WASHINGTON (CN) - A proprietary trading firm on Long Island and its owner agreed to pay a record $7.2 million to settle charges of short-selling violations, the SEC said.
The SEC's Rule 105 prohibits short selling of an equity security during a restricted period - generally five business days before a public offering - and the subsequent purchase of that same security through the offering, the SEC said in a statement Wednesday.
It said that Jeffery W. Lynn created his business Worldwide Capital to invest and trade his own money.
According to the SEC statement: "Lynn's principal investment strategy focused primarily on new shares of public issuers coming to market through secondary and follow-on public offerings. Through traders he engaged to trade on his behalf, Lynn sought allocations of additional shares soon to be publicly offered, usually at a discount to the market price of the company's already publicly trading shares. He and his traders would then sell those shares short in advance of the offerings.
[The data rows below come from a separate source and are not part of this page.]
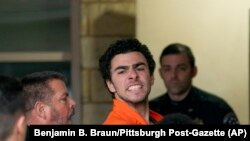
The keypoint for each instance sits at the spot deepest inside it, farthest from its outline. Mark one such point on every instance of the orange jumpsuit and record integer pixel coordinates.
(123, 114)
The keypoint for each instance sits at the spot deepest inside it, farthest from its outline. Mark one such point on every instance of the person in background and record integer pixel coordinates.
(127, 68)
(12, 106)
(47, 98)
(177, 70)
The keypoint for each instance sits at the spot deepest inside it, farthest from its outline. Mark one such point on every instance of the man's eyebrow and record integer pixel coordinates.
(120, 67)
(139, 64)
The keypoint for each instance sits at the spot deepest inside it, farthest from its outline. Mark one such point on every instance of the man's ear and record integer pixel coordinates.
(40, 109)
(194, 71)
(160, 72)
(20, 127)
(152, 80)
(110, 86)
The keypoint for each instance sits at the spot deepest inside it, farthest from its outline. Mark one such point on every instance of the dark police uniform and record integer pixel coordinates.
(201, 106)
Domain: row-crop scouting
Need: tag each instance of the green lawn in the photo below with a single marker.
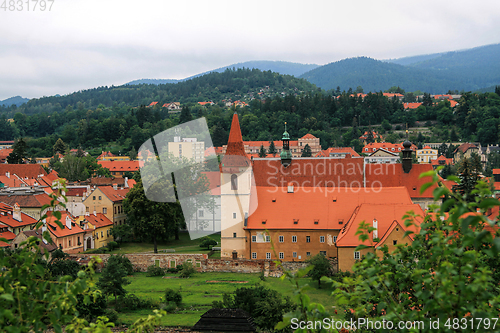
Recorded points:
(198, 293)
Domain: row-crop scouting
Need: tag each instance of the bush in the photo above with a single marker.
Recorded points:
(173, 296)
(155, 271)
(187, 270)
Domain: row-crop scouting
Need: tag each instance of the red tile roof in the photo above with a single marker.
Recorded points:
(385, 214)
(337, 150)
(306, 206)
(29, 171)
(117, 166)
(112, 194)
(310, 172)
(99, 220)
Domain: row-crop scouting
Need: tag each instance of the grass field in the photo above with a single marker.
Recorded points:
(198, 293)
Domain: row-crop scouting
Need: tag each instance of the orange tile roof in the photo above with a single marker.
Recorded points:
(309, 172)
(29, 171)
(117, 166)
(306, 206)
(57, 231)
(411, 105)
(112, 194)
(99, 220)
(337, 150)
(6, 217)
(385, 215)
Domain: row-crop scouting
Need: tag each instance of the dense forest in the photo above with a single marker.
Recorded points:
(118, 118)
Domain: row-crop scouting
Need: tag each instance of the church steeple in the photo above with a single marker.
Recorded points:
(286, 155)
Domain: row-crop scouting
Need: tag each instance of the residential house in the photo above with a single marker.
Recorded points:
(70, 237)
(382, 155)
(107, 200)
(426, 154)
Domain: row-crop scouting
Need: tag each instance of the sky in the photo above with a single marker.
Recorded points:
(82, 44)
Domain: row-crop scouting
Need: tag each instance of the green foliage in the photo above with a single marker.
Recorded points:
(155, 271)
(173, 296)
(321, 267)
(266, 306)
(187, 270)
(450, 270)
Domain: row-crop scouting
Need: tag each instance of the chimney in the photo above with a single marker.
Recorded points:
(375, 232)
(16, 213)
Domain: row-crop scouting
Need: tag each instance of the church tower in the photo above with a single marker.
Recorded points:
(237, 193)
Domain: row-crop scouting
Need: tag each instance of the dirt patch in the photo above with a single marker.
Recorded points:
(216, 281)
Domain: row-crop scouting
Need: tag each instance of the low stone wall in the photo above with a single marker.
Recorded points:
(141, 261)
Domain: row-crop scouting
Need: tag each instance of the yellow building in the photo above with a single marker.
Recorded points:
(426, 154)
(107, 200)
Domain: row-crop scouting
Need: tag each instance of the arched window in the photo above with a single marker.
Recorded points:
(234, 182)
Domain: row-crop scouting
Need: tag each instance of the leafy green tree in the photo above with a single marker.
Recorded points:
(262, 151)
(266, 306)
(307, 151)
(113, 277)
(19, 152)
(321, 267)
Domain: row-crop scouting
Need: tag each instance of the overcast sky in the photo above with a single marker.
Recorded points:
(81, 44)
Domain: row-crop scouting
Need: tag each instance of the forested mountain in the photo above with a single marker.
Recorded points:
(16, 100)
(281, 67)
(467, 70)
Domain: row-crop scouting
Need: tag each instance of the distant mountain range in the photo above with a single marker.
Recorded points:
(467, 70)
(16, 100)
(282, 67)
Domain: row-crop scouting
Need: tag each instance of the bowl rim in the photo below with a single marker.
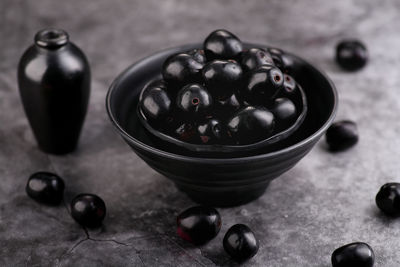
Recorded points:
(228, 148)
(162, 153)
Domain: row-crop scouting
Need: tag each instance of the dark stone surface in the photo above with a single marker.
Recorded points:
(327, 200)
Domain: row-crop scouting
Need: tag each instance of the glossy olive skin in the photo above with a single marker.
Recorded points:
(240, 243)
(351, 55)
(356, 254)
(54, 85)
(198, 224)
(88, 210)
(221, 44)
(186, 132)
(284, 62)
(210, 132)
(181, 69)
(222, 78)
(45, 187)
(254, 58)
(250, 125)
(289, 84)
(284, 111)
(388, 199)
(198, 55)
(194, 100)
(262, 85)
(155, 102)
(342, 135)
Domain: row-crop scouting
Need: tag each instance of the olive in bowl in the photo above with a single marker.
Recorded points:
(213, 177)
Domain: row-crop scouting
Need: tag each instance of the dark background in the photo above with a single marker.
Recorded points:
(327, 200)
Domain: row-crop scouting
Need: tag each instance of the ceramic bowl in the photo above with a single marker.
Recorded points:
(231, 149)
(212, 179)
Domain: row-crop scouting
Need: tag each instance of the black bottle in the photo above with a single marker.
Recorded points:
(54, 84)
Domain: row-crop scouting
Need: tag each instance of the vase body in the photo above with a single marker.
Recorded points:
(54, 84)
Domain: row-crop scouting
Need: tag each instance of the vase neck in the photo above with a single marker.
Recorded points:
(51, 38)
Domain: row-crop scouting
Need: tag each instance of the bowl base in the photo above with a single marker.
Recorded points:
(225, 198)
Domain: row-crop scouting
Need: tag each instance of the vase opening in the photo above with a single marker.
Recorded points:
(51, 38)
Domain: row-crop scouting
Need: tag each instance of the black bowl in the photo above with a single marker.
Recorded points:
(208, 179)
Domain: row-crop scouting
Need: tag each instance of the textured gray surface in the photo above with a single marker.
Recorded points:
(325, 201)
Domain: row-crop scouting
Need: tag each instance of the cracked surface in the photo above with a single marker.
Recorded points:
(325, 201)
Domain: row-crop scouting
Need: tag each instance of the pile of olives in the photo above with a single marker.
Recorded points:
(223, 93)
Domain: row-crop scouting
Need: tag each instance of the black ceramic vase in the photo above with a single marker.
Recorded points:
(54, 84)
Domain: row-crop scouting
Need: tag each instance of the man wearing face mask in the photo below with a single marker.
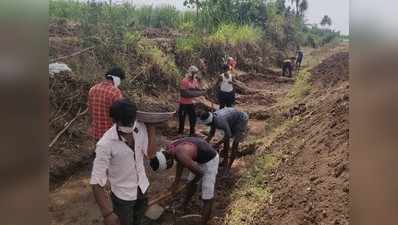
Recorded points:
(119, 158)
(189, 90)
(100, 98)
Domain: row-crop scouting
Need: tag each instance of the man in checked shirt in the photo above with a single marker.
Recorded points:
(100, 98)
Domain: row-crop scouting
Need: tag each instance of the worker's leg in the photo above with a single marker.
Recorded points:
(191, 189)
(192, 119)
(181, 118)
(284, 69)
(225, 154)
(208, 186)
(221, 99)
(124, 210)
(139, 208)
(241, 129)
(234, 150)
(222, 105)
(207, 207)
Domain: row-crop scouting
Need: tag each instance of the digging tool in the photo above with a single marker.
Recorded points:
(154, 210)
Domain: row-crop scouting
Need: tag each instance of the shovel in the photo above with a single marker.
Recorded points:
(154, 210)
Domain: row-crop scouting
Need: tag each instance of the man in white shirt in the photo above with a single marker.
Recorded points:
(119, 158)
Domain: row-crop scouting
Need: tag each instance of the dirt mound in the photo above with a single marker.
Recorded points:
(311, 184)
(332, 70)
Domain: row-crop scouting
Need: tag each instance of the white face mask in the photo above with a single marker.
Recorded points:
(116, 80)
(127, 130)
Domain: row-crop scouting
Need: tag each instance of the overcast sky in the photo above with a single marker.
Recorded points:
(338, 10)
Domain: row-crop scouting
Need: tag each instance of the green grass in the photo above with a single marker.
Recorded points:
(252, 192)
(234, 34)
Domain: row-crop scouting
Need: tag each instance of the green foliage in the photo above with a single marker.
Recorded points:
(253, 192)
(233, 34)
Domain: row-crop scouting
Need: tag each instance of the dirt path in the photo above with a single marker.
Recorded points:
(73, 203)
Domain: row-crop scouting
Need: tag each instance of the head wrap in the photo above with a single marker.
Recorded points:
(116, 80)
(193, 69)
(208, 120)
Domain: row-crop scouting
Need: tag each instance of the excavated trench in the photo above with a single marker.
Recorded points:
(72, 201)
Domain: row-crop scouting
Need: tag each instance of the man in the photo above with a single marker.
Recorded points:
(287, 66)
(100, 98)
(189, 89)
(201, 160)
(231, 62)
(120, 159)
(225, 88)
(234, 125)
(300, 56)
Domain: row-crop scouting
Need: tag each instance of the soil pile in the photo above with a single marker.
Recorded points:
(332, 70)
(311, 184)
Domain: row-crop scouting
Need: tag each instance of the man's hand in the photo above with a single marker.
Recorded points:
(193, 185)
(112, 219)
(174, 187)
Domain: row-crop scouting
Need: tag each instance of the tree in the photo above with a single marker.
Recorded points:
(326, 20)
(300, 5)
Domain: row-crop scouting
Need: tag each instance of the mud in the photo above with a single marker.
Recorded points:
(331, 70)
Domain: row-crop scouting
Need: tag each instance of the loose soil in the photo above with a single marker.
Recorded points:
(309, 186)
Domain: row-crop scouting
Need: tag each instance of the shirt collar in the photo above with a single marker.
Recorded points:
(113, 135)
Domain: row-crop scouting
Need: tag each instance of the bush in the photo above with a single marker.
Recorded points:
(234, 34)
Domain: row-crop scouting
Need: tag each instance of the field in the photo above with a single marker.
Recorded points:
(293, 167)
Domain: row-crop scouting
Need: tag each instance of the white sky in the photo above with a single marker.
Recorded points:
(338, 10)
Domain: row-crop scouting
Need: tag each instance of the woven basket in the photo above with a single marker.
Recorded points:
(154, 117)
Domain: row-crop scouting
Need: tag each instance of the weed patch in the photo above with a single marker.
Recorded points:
(253, 191)
(234, 34)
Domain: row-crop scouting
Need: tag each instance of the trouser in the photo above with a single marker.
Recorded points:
(226, 99)
(184, 110)
(287, 67)
(129, 212)
(298, 62)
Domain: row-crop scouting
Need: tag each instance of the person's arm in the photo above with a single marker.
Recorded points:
(179, 169)
(187, 162)
(212, 132)
(152, 143)
(224, 126)
(98, 181)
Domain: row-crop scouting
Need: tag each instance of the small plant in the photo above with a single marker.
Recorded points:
(188, 44)
(234, 34)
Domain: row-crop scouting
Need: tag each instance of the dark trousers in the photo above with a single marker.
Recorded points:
(184, 110)
(298, 62)
(129, 212)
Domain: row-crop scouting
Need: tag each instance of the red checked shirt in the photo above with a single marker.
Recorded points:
(100, 99)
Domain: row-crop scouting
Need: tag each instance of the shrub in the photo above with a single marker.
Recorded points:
(234, 34)
(188, 44)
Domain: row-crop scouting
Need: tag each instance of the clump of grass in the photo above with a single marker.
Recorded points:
(234, 34)
(252, 192)
(301, 87)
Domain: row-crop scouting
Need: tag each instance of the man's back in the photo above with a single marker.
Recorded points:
(100, 98)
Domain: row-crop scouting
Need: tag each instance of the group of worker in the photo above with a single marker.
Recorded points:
(123, 143)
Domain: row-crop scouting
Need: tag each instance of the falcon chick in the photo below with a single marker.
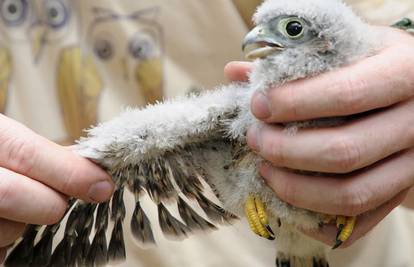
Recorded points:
(169, 148)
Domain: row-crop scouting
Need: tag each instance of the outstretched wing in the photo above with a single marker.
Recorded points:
(157, 150)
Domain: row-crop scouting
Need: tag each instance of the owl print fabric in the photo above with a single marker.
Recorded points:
(72, 52)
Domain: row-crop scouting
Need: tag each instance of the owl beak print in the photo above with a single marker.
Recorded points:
(78, 84)
(128, 51)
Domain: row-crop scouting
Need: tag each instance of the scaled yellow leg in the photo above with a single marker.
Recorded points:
(345, 227)
(256, 216)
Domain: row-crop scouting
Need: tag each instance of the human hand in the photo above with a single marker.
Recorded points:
(36, 178)
(373, 154)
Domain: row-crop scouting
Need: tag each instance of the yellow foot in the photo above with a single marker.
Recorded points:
(345, 227)
(257, 218)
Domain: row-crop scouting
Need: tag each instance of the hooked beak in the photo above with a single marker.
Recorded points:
(260, 43)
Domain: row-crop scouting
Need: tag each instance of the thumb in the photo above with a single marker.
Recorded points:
(32, 155)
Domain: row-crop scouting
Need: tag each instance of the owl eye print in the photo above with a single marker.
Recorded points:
(56, 13)
(13, 12)
(52, 17)
(142, 47)
(103, 49)
(130, 46)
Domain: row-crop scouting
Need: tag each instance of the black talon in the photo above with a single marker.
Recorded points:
(272, 234)
(337, 244)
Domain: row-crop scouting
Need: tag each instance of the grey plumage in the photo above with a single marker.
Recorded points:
(167, 150)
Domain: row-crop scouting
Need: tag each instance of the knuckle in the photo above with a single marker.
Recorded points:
(352, 202)
(288, 192)
(343, 154)
(20, 154)
(273, 147)
(6, 194)
(289, 100)
(351, 96)
(10, 231)
(55, 213)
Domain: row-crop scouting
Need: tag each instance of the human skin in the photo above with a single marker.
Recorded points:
(373, 155)
(37, 177)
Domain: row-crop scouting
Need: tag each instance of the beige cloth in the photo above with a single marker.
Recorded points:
(194, 41)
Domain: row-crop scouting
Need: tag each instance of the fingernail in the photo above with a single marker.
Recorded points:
(266, 170)
(101, 191)
(253, 138)
(260, 106)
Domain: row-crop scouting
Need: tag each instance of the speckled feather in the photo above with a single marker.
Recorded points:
(167, 149)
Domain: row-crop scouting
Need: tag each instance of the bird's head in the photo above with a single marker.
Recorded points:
(295, 39)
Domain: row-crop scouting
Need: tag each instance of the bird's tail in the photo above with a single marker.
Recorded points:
(283, 261)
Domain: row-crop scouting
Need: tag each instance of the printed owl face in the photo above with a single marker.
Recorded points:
(129, 48)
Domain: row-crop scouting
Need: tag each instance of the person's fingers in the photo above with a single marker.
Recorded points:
(29, 154)
(23, 199)
(375, 82)
(3, 254)
(365, 223)
(348, 195)
(10, 231)
(237, 71)
(337, 149)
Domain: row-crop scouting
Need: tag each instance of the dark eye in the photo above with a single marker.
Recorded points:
(294, 28)
(141, 47)
(13, 12)
(103, 49)
(57, 13)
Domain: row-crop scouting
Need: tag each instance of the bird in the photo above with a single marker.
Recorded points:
(174, 150)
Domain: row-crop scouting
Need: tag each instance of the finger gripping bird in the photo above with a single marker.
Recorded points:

Lynn and Worldwide Capital improperly profited from the difference between the price paid to acquire the offered shares and the market price on the date of the offering."
Lynn and Worldwide agreed to disgorge $4.2 million, plus interest of $526,000, and pay a penalty of $2.5 million, the SEC said.
And they'll do it all without admitting or denying that they did anything wrong, as is customary with SEC enforcement actions.